2.2 Klager heeft verweerder in 2010 verzocht om de zaak tegen mr. [R] in behandeling te nemen. Op 8 maart 2010 heeft verweerder mr. [R] aansprakelijk gesteld en de verjaring van de vordering van klager tegen mr. [R] gestuit. Na verdere correspondentie tussen verweerder en (het kantoor van) mr. [R], heeft mr. [R] verweerder bij brief van 20 september 2010 bericht dat zijn beroepsaansprakelijkheidsverzekeraar dekking had afgewezen. Voorts heeft mr. [R] in deze brief de beroepsfout erkend, maar zich op het standpunt gesteld dat klager als gevolg van de beroepsfout geen schade had geleden, omdat uit een tot het letselschadedossier behorend arbeids-deskundig rapport zou blijken dat bezwaar tegen de beslissing van het UWV geen kans van slagen had. Na deze brief van mr. [R] heeft verweerder niet meer met hem gecorrespondeerd.
2.3 Verweerder heeft bij advocatenkantoor [B] het dossier van de letselschadezaak opgevraagd, teneinde de kansen van succes van de vordering op mr. [R] te onderzoeken, in het bijzonder de vraag of het verweer van mr. [R] dat uit de door hem gemaakte beroepsfout geen schade was voortgevloeid hout sneed. Volgens verweerder vormde de inhoud van het onder 2.2 bedoelde arbeidsdeskundig rapport een ‘ernstige hobbel’ in de zaak van klager, omdat hierin geen steun zou kunnen worden gevonden voor het standpunt van klager dat hij schade had geleden ten gevolge van de beroepsfout.
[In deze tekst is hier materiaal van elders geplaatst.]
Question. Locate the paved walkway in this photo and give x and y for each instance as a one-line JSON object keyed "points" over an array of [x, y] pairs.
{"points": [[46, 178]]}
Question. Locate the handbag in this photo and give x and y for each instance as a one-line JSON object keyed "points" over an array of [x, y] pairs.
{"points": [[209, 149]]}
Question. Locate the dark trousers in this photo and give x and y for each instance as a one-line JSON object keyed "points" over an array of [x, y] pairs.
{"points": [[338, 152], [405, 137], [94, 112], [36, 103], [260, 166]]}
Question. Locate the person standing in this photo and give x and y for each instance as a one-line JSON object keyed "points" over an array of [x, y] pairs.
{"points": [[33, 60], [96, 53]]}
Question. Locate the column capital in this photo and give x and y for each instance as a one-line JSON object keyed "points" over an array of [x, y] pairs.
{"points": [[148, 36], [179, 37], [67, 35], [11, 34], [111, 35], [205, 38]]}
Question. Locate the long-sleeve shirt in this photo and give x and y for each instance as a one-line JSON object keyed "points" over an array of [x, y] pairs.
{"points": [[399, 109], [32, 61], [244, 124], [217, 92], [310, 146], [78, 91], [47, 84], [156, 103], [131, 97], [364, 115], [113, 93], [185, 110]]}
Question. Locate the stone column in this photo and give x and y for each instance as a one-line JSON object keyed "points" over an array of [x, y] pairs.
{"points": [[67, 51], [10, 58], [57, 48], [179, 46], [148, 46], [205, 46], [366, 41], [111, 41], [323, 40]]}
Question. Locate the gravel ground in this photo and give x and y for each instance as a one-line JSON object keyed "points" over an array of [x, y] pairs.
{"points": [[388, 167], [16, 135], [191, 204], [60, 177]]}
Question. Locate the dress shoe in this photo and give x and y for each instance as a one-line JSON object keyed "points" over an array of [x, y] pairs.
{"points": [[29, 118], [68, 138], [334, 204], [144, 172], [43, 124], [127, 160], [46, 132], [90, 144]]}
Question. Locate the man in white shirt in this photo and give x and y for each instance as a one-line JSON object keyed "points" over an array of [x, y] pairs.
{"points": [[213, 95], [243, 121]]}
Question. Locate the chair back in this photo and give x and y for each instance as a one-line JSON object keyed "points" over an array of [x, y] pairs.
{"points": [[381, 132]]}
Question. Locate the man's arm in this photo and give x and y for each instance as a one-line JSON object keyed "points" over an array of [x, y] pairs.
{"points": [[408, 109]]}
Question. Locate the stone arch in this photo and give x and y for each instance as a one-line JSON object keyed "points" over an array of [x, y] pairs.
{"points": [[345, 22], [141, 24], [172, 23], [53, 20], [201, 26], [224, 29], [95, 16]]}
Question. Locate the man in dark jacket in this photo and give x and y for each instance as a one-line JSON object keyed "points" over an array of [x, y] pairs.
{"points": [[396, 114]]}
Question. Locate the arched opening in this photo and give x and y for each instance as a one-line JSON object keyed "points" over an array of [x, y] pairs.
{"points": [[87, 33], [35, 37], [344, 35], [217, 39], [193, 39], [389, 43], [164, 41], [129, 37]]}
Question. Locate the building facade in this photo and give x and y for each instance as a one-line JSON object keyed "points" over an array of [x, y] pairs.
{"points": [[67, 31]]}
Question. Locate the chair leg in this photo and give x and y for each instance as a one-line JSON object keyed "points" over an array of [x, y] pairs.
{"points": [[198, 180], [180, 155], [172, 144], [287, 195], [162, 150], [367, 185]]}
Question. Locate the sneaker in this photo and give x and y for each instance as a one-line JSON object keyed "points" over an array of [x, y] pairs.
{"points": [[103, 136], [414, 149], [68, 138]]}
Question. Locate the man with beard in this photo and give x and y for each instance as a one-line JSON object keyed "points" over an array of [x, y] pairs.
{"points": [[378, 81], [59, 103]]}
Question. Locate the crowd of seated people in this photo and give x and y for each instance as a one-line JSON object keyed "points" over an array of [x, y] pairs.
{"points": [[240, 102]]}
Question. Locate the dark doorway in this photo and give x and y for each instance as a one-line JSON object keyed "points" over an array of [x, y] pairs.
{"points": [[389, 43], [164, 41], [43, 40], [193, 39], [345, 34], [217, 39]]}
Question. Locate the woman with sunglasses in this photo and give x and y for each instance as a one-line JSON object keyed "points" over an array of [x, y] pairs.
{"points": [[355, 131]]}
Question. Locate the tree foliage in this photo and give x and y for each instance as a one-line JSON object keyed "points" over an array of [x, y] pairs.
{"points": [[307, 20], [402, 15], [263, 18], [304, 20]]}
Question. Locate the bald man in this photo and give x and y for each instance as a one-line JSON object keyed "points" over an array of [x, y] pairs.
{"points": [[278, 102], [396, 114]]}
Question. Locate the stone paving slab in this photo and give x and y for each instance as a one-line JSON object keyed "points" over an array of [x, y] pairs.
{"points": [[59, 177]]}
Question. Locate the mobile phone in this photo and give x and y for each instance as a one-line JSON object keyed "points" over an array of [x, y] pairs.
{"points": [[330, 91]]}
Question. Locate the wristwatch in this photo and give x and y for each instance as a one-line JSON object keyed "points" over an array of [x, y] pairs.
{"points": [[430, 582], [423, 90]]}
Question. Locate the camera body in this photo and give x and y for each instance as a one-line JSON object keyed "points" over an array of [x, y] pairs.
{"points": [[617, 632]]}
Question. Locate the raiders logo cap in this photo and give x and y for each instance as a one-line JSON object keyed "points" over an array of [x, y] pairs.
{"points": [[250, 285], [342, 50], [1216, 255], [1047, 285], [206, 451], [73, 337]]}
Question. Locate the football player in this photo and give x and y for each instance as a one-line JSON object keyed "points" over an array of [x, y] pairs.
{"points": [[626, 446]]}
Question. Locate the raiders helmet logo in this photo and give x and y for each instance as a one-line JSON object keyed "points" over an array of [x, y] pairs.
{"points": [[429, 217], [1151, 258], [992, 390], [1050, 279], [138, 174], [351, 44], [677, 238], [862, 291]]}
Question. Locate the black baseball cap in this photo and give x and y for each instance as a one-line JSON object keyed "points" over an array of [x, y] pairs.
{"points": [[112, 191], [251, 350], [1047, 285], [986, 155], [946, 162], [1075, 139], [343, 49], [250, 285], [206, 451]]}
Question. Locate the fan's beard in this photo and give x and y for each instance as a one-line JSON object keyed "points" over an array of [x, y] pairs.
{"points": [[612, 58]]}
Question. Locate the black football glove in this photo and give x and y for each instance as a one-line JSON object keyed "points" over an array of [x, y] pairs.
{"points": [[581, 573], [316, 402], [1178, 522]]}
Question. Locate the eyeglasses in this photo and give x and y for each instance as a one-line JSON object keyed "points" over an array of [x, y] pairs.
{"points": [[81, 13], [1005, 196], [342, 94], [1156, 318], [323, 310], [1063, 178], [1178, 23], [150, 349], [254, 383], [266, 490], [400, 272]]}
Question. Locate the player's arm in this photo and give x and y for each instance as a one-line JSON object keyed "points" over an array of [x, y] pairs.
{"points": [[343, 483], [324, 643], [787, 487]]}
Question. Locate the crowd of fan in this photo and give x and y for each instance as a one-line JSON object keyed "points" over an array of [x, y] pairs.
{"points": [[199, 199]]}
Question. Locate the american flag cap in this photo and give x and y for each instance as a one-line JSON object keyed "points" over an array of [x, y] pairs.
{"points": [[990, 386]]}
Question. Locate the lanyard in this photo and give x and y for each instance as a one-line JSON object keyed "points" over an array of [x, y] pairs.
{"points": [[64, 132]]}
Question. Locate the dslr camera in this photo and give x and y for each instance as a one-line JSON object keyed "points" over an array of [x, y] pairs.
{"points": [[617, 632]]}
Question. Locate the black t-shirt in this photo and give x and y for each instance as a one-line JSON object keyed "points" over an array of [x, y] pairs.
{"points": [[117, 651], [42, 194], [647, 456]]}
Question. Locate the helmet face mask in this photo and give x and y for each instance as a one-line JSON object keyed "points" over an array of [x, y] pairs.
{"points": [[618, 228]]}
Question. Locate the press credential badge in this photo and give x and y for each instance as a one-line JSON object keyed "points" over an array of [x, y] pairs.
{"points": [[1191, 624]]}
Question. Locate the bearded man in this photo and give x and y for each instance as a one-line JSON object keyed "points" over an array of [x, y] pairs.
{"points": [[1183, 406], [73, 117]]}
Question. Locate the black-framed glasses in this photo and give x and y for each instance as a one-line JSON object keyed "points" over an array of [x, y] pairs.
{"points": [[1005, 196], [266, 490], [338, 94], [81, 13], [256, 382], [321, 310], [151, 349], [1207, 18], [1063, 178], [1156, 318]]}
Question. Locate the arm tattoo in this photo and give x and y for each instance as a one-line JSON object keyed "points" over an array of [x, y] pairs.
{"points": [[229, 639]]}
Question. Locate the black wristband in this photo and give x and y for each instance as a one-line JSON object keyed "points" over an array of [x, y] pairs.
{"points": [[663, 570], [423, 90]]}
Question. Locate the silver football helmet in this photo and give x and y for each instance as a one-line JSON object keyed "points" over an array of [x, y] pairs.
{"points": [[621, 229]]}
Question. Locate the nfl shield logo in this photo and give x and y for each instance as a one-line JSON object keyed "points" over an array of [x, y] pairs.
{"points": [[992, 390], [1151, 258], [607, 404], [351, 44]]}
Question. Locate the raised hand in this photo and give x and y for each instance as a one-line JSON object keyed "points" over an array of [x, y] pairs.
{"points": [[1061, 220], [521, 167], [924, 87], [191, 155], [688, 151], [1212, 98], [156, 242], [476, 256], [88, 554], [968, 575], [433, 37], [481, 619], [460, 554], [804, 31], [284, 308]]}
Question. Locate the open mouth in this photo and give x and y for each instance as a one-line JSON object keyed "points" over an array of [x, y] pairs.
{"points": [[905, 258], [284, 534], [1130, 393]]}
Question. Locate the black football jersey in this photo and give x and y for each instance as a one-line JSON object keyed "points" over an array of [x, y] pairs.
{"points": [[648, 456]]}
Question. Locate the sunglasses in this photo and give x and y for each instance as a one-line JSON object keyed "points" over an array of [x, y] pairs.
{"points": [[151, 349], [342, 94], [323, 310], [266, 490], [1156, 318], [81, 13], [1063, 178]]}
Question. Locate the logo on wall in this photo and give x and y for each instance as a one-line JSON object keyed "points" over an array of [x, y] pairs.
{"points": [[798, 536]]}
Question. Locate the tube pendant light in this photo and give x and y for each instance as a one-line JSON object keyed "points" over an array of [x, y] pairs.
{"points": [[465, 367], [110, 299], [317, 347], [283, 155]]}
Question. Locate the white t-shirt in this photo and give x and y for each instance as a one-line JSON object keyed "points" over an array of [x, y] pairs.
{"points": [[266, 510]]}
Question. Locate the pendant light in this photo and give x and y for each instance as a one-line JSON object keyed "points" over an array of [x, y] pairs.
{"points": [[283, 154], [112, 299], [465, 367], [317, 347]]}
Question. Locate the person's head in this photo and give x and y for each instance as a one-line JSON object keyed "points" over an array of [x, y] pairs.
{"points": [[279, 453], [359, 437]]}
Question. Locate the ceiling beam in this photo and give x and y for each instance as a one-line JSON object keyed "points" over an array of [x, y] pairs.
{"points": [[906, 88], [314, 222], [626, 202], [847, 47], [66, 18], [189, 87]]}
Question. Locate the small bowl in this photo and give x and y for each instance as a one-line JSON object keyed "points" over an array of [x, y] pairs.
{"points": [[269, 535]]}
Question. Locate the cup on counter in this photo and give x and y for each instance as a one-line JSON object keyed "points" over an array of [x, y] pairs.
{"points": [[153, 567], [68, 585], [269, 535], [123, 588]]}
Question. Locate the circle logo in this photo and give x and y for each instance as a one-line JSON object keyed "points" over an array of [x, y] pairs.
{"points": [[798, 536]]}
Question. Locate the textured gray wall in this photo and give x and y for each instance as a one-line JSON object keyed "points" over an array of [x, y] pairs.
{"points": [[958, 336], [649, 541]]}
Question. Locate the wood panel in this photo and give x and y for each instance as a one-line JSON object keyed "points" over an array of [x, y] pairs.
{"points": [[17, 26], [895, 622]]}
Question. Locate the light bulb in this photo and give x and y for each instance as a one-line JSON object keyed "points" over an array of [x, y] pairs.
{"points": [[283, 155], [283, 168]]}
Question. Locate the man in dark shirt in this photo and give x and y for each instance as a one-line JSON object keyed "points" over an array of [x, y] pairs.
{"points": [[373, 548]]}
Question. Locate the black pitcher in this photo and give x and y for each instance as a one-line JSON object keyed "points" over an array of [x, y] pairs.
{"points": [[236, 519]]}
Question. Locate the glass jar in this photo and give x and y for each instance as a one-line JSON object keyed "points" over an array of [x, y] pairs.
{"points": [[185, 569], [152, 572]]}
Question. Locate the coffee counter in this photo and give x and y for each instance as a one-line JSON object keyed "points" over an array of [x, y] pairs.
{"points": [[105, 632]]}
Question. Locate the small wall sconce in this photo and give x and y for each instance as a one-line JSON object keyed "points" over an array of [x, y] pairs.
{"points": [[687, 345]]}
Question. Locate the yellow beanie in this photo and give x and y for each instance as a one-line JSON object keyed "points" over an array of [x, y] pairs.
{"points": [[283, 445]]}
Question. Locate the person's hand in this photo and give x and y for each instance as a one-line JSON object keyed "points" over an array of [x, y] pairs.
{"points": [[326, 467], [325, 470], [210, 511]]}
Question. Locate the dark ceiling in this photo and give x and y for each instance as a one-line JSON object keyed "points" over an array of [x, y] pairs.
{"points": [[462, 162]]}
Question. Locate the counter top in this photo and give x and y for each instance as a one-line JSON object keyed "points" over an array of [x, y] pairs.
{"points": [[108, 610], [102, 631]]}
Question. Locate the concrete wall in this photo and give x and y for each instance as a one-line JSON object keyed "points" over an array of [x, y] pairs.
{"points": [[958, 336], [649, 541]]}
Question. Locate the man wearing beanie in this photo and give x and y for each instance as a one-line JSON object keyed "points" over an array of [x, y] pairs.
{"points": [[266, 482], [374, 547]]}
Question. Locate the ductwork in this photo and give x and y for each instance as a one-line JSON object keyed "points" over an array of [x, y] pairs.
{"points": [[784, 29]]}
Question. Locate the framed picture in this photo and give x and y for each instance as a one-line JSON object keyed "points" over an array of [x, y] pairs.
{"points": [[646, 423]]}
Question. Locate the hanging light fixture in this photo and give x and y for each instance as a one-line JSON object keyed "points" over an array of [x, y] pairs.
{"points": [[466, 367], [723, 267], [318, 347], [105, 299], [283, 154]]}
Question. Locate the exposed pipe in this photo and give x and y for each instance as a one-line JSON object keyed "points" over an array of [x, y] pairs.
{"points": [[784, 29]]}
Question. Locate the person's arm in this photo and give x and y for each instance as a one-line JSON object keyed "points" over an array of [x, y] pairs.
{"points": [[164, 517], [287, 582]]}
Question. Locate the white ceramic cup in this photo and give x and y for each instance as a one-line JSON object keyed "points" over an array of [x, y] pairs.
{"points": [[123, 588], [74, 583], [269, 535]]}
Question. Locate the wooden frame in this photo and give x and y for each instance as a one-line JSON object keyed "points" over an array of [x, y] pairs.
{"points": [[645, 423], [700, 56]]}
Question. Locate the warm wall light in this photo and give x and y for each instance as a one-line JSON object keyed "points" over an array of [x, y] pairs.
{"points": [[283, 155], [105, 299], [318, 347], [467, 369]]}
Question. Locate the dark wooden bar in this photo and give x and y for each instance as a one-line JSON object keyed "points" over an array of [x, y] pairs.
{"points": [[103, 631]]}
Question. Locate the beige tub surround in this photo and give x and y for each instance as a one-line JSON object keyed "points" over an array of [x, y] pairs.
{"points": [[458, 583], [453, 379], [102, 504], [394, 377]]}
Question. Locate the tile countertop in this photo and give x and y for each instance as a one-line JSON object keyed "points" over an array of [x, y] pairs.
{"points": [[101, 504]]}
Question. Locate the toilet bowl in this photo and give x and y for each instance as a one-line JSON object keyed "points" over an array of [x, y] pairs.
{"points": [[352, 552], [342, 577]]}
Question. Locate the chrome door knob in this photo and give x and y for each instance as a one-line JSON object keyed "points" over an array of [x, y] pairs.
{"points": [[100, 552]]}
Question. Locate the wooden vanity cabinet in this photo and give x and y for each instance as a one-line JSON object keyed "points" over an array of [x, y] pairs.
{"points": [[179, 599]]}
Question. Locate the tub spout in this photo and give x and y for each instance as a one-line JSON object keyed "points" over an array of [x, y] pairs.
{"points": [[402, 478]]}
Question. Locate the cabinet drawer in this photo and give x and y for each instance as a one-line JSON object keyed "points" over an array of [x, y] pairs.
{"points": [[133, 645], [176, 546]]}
2.4 Verweerder heeft een afschrift van de brief van mr. [R] van 20 september 2010 op de daarop volgende dag gestuurd naar klager. Klager heeft in de hierop volgende periode bij herhaling contact gezocht met verweerder over de verdere aanpak van de zaak. Onder andere heeft klager per e-mail van 10 februari 2011, 27 mei 2011, 17 juni 2011, 23 juni 2011 en 2 oktober 2011 verweerder verzocht om contact. Tevens heeft klager telefonisch en in persoon (bij de school waarop de kinderen van klager en verweerder zitten) om contact verzocht. Klager en verweerder hebben elkaar in de periode na 21 september 2010 een aantal maal (telefonisch) gesproken. Schriftelijk heeft verweerder in deze periode niet met klager gecommuniceerd over de verdere aanpak van de zaak. Op 2 oktober 2011 heeft verweerder klager aansprakelijk gesteld voor mogelijk door hem veroorzaakte of toekomstige schade. Deze aansprakelijkstelling heeft klager bij aangetekende brief van 7 oktober 2011 herhaald. Verweerder heeft niet op deze berichten gereageerd.
2.5 Op 21 november 2011 heeft klager telefonisch verzocht om overdracht van het dossier. Hij heeft dit verzoek per e-mail van 9 december 2011 herhaald. Vervolgens heeft verweerder dezelfde dag klager per e-mail gevraagd om telefonisch overleg.
2.6 Bij brief met bijlagen van 5 januari 2012 heeft klager zich bij de deken beklaagd over verweerder. Verweerder heeft op 8 februari 2012 bij brief gereageerd op de klacht richting de deken. De brief is in afschrift gestuurd naar klager. In deze brief heeft verweerder klager de vraag gesteld of klager daadwerkelijk zijn dossier retour wenste te hebben of dat een herstel van de vertrouwensbreuk nog mogelijk was. Bij brief van 13 februari 2012 heeft klager dit voorstel afgewezen en aangegeven dat hij niet inzag waarom verweerder in twijfel zou trekken dat hij het dossier terug wenste te hebben. Verweerder heeft klager op 20 februari 2011 bericht dat hij het dossier retour zou zenden.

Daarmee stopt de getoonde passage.